I changed schools, went to a regular school and aced arts. I even got an award for outstanding performance in arts at my graduation. During my teenage years I went through a rough patch because I was dealing with my relationship with my father. All my life he had been distant but now I was getting old enough to realize how differently he treated me and my sister. I had always been left out. He had his perfect little family, a wife, a daughter and a son and I was the bastard that hurt his purse every month. I filled journals and empty papers with my feelings about him. I wrote out my thoughts and I drew like my life depended on it. In some way I think it did. In the rage and teenage angst I found a way to throw all of the hatred out. If I had been left in my self-pity with no way to get it out, I am not sure where I would have ended up. Instead of shrivelling up I dealt with my anger by sitting in my candlelit bedroom, with pen and paper in hand, listening to loud music and drawing images that were flooded with blood, tears and rage. Again I was living in my own world. Instead of nisser, elves and dragons, I had Jack the Pumpkin king, Johnny the Homicidal maniac and American McGees Alice.
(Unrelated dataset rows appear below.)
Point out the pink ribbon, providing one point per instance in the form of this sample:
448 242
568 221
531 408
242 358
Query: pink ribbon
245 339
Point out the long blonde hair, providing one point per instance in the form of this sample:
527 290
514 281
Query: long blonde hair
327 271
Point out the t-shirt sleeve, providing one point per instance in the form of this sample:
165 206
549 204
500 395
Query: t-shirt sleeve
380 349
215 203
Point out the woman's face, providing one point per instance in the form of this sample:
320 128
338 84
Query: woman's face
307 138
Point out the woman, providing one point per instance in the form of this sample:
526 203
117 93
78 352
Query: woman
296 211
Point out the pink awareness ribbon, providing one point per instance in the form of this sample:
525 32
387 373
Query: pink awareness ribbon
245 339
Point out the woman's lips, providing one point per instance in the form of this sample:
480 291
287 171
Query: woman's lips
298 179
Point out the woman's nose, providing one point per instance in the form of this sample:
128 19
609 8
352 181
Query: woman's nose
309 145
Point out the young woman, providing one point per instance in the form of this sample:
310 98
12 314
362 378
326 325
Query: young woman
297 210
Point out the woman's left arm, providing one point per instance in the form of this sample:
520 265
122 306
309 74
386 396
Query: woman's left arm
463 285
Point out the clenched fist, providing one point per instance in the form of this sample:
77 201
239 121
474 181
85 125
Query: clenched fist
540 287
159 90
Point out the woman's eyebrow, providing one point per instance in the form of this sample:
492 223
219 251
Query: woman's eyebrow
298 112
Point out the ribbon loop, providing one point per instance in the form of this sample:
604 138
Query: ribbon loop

In the end I grew up. I shook off my thoughts about my father and decided that I could only move forward. I started studying Multimedia design and met my husband. The fact that he was a US citizen helped me take the decision to move to San Francisco to pursue my dream and learn Illustration. We ended up working in San Francisco for some time before we started school. It was a hard year and we hit a lot of financial and emotional bumps along the road and ended up moving back to Iceland for the summer before we started school in the fall. During the fun Icelandic summer a little accident happened and when we finally went back to SF, refreshed and in a better mental state, to start school I had a little girl growing in my belly. It was a hiccup in my education, but I managed to finish my first semester at the Academy with really good grades.
Ylfa was born in March and put my education on hold for a year. I loved it. I was a stay at home mom with no responsibilities except for taking care of this little human being. I got a lot of opportunities to work on my drawing however, so it was not a completely quiet time in my artistic endeavours. When my sister-in-law got engaged I drew a caricature of her and her husband to be and gave them as an engagement present. They were extremely happy with the present. Later, she was blogging for an online magazine about her wedding preparations and posted about the image I drew of them. The post gets regular attention, so I got a requests for all over for drawing wedding invites. It was a step in the right decision to make my thirteen year old dream of drawing for a living, come true.
My daughter is now one years old. On Tuesday I am taking her to her first toddler class in the Waldorf school in San Francisco. It will be the beginning of her growth as a human and possibly even as an artist. I can’t help but feel like the cycle is repeating itself. Hopefully it will take me down a path of nostalgia and remind me of the world I created. Maybe nisser, elves and dragons will make a comeback in my drawings.


  1. Love it, and had no idea about most of this! Wonerful piece and insight into your life! Thank you for sharing!

  2. what a wonderful post! thank you so much!